I think the theory’s wishful thinking. Because I love diving ancient and abandoned ships, I’ve learned a lot about history. And one thing that unites human beings, no matter where they live, is their ability to take a historical fact and discard it for a story that sounds ever so much better.
The war sounds so much better than a ship graveyard, put here to store abandoned ships until they’re needed—a kind of junkyard in space.
I’ve stopped arguing that point of view, though. I figure time will tell us what this place actually is.
I can’t see Orlando’s face through his hood. He has turned away from me.
I wish the new suits had one more feature. I wish we could monitor each other’s physical reactions in real time. We send that information back to the Sove as we dive, but we don’t give it to each other.
I didn’t help with the design of the new suits, and that was a mistake. Yash designed them to handle the constantly changing energy waves we identified inside the Boneyard. The waves come from all the anacapa drives inside the Boneyard and, Yash thinks, from the Boneyard’s anacapa drives as well. Each drive has a different signature, and malfunctioning drives have even stranger signatures.

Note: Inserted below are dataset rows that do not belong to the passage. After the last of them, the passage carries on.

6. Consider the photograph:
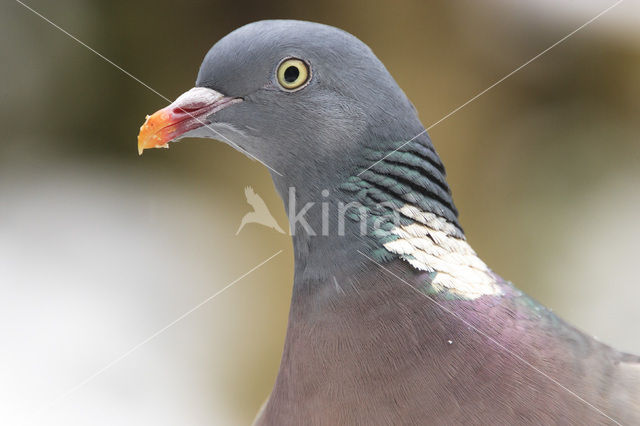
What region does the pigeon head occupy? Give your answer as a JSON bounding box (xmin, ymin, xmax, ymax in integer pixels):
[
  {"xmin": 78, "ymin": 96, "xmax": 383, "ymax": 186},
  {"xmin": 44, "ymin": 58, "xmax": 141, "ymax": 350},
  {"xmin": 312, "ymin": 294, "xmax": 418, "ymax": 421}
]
[
  {"xmin": 138, "ymin": 20, "xmax": 422, "ymax": 188},
  {"xmin": 138, "ymin": 20, "xmax": 462, "ymax": 271}
]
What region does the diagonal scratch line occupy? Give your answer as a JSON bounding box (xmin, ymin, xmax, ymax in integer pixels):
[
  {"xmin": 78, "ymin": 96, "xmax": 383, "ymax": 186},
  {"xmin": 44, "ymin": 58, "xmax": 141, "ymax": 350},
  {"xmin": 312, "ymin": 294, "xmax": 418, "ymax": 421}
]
[
  {"xmin": 357, "ymin": 250, "xmax": 621, "ymax": 425},
  {"xmin": 357, "ymin": 0, "xmax": 624, "ymax": 176},
  {"xmin": 16, "ymin": 0, "xmax": 283, "ymax": 176},
  {"xmin": 22, "ymin": 250, "xmax": 282, "ymax": 417}
]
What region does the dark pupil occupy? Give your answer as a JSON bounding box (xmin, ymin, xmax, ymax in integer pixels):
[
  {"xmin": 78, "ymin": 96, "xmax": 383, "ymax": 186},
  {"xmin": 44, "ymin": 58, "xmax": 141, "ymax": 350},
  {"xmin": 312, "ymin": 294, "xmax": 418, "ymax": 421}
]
[{"xmin": 284, "ymin": 65, "xmax": 300, "ymax": 83}]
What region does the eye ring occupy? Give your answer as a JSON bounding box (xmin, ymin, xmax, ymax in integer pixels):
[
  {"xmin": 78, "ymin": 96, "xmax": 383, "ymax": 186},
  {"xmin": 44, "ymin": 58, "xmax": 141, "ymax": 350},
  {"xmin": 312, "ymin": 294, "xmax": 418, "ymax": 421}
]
[{"xmin": 276, "ymin": 58, "xmax": 311, "ymax": 92}]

We hit the waves as we move across the emptiness from one ship to another, sometimes one wave in the short distance, and sometimes three dozen waves.
Orlando’s hand remains tightly wrapped around the line.

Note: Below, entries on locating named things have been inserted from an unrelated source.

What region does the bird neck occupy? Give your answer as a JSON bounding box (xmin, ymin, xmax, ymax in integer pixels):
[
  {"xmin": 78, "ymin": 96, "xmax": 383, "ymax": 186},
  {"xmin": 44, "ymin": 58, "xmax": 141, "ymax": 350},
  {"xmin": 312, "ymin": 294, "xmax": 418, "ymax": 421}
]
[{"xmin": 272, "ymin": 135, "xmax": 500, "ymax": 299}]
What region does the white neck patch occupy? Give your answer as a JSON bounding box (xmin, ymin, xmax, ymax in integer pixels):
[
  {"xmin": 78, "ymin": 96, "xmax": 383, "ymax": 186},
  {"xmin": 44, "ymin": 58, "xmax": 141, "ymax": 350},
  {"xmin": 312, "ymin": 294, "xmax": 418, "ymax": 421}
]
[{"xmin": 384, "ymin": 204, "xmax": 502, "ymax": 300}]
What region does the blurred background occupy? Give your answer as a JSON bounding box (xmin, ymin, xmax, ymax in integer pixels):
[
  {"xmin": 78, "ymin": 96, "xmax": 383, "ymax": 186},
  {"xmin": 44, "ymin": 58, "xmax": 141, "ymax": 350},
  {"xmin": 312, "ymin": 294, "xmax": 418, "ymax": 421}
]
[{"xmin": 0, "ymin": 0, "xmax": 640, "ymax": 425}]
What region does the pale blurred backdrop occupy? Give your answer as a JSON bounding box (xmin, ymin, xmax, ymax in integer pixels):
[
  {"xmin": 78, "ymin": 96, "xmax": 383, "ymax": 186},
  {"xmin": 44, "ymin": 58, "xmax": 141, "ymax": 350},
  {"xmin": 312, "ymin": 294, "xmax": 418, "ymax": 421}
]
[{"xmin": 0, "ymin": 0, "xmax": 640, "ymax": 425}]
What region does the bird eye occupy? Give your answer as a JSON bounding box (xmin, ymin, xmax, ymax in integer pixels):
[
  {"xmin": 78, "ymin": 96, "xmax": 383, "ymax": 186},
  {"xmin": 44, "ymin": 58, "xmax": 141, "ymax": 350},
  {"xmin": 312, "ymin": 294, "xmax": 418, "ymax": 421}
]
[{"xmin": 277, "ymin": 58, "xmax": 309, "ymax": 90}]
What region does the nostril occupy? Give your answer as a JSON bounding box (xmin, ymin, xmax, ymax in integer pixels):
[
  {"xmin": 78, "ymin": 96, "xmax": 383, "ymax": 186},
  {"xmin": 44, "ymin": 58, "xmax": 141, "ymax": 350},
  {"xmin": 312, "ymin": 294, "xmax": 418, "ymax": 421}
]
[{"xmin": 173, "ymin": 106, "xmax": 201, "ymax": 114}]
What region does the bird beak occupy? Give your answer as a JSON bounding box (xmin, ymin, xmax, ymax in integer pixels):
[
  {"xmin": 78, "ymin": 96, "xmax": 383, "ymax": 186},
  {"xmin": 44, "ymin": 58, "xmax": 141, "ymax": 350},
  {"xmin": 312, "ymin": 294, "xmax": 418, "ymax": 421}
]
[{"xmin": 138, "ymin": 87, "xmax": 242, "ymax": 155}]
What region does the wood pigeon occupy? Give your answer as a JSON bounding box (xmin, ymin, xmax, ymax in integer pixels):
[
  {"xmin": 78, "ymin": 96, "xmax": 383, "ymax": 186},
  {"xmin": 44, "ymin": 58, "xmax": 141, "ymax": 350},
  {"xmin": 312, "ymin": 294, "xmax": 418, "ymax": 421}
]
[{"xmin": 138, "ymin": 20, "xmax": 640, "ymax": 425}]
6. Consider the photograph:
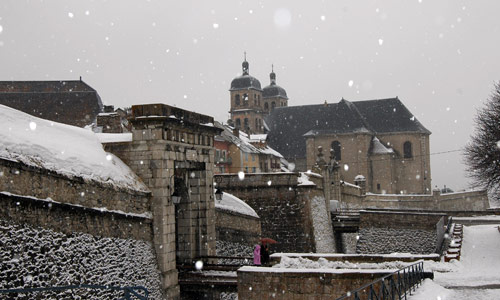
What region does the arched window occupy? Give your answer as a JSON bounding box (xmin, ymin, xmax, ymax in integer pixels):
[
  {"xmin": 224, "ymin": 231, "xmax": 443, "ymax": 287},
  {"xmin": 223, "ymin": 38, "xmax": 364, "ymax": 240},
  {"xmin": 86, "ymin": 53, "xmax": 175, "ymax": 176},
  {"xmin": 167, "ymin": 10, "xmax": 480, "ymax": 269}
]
[
  {"xmin": 332, "ymin": 141, "xmax": 342, "ymax": 161},
  {"xmin": 403, "ymin": 141, "xmax": 413, "ymax": 158},
  {"xmin": 243, "ymin": 94, "xmax": 248, "ymax": 106}
]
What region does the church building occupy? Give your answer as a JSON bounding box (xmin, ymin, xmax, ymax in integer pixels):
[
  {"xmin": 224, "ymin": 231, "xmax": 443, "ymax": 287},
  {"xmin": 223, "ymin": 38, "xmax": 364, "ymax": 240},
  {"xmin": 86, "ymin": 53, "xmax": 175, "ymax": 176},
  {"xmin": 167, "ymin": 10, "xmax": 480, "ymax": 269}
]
[
  {"xmin": 266, "ymin": 97, "xmax": 431, "ymax": 194},
  {"xmin": 229, "ymin": 58, "xmax": 288, "ymax": 134}
]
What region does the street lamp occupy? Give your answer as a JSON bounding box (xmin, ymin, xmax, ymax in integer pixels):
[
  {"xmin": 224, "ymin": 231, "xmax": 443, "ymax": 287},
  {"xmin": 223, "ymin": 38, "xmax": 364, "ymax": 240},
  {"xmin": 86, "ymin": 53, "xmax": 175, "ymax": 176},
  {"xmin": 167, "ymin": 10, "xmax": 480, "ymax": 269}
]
[
  {"xmin": 169, "ymin": 174, "xmax": 181, "ymax": 204},
  {"xmin": 215, "ymin": 188, "xmax": 224, "ymax": 202}
]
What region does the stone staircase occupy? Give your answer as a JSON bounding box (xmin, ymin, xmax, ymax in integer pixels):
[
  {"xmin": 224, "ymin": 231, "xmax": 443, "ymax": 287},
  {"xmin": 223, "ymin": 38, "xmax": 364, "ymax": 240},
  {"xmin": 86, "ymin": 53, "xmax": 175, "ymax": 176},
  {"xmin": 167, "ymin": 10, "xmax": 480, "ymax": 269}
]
[{"xmin": 444, "ymin": 224, "xmax": 464, "ymax": 262}]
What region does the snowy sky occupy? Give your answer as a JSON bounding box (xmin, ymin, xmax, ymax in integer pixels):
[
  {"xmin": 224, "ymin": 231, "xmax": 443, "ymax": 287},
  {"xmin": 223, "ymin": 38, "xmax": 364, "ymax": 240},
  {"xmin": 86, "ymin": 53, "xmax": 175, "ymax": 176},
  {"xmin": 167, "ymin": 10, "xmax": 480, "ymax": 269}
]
[{"xmin": 0, "ymin": 0, "xmax": 500, "ymax": 189}]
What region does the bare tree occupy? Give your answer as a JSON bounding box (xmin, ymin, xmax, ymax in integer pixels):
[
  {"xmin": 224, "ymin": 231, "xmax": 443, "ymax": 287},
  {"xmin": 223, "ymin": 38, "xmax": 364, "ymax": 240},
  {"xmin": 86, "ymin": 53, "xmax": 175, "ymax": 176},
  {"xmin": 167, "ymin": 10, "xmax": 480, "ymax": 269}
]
[{"xmin": 464, "ymin": 82, "xmax": 500, "ymax": 199}]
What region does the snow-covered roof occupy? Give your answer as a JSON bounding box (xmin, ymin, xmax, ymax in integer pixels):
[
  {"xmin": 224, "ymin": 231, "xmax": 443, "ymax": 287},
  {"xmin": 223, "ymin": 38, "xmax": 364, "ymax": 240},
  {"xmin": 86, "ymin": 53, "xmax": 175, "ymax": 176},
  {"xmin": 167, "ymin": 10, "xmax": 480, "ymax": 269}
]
[
  {"xmin": 96, "ymin": 132, "xmax": 132, "ymax": 144},
  {"xmin": 297, "ymin": 172, "xmax": 316, "ymax": 186},
  {"xmin": 215, "ymin": 123, "xmax": 283, "ymax": 158},
  {"xmin": 0, "ymin": 105, "xmax": 148, "ymax": 191},
  {"xmin": 215, "ymin": 193, "xmax": 259, "ymax": 218}
]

“Yeah,” he says softly, in answer to my question. “I do hear that. I can’t tell where it’s coming from.”
Elaine has stopped a few meters from us.
“Are we diving or not?” she asks.
That annoyed question went across the open channel, which means Yash heard it.
“Is there a hold-up?” she asks again. “Besides Boss?”
I decide to come clean. “We’ve got a strange energy signature.”
“I’m not reading anything from your suits,” Yash says.
I sigh silently. We’re now getting to the thing she hates—the musicality of the Boneyard itself.
“I can hear it,” I say.
“Me, too,” Orlando says. He doesn’t have to. I hope he’s not protecting me.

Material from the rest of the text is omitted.